For my thesis, I will retrace Stetson Kennedy and Zora Neale Hurston’s routes and follow in their footsteps, now cold for 74 years. Over the next three weeks, I will be poking around the edges of Florida fish camps, ranches, and small towns, no matter how anonymous. I will go where they went, recording what I find no matter how “pretty” the paradise.
When I met with one of my thesis advisors about my work last week, we talked about me interviewing the 94-year-old Kennedy. It is his massive work I seek to replicate, and, among Florida scholars he is a pillar of Florida culture.
“You’d better hurry,” my advisor said. I told him I would do it this week.
Stetson Kennedy died Saturday morning. The item on my to-do list is now crossed off as yet another incomplete regret, something else lost in Florida.

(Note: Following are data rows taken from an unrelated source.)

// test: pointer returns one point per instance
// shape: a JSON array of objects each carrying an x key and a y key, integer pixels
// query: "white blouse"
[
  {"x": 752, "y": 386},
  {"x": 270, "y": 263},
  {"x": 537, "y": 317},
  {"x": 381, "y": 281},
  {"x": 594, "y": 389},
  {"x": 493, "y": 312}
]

Last night, I dreamed of him. I was covering a crime watch meeting in Gulfport and he walked in and sat down. I knew he wasn’t there for the crime watch; he was there for me. I approached him and asked him how I was supposed to know what parts of the book were his. What I really wanted to know was, how could I show others the state that captured his heart and mine? Where would I find bit of the past he saw? How could I possibly hope to pay homage to his Guide to the Southernmost State?
“You can hear my voice,” he said. “When you go, you can hear my voice.”
I start my travels Sunday. The ghost of Stetson Kennedy, I hope, will lead the way.
Goodbye, sir. Godspeed, and thank you.